A fatal fire at an eastern Quebec seniors’ residence, that has so far claimed five lives and left 30 missing, is raising questions about the safety of residents in similar lodgings.

The residence in question did meet provincial standards, with seniors' residences in Quebec not required to have sprinkler systems.

According to a government certification document, the Residence du Havre opened its doors in 1997, and underwent renovations several years ago.

The building had a fire alarm system including smoke detectors in individual rooms, and sprinklers were installed in the newer part of the building, which is still standing.

As of Jan. 1, all retirement homes in Ontario, regardless of when they were built, are required to have a sprinkler system following similar tragedies.

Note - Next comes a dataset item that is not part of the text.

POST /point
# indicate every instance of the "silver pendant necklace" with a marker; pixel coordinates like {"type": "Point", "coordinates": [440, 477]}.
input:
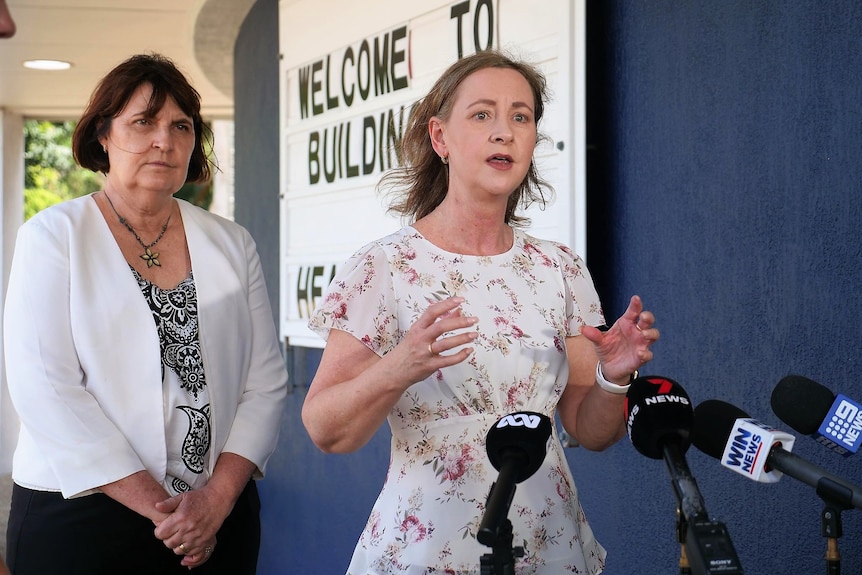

Yves Desjardins, president of the Quebec Seniors Residences Association, has been fighting to make sprinklers mandatory, saying “more has to be done.”

At an afternoon press conference, Quebec Security Minister Agnes Maltais spoke about the standards in place concerning fires in private seniors’ residences.

She said though it’s unclear which parts of the home had sprinklers and which did not, there must be sprinklers in the areas of private seniors’ residences that house people with no autonomy.

“Everybody seems to target the (sprinklers) but we’re not sure it was the reason why (the fire started),” she said.

Maltais stressed that no action will be taken until the details of the fire’s cause are clearer. She added changes may be to the rules depending on the result of the inquiry.

“We do believe they are well protected, but we always have to tighten the rules each time we see there’s a failure somewhere,” she said.

It can house 60 residents in total, and the majority of its residents at the time of certification were 85 years old or older.

There are 18 units available for autonomous seniors and 34 available for those who are semi-autonomous.

During the work week, eight employees are present at the residence during the day. That number drops to three in the evening and two overnight.

The latest rules came into effect in March 2013. There are 2,038 private seniors’ residences in Quebec, and 93 per cent of them are certified, Maltais said.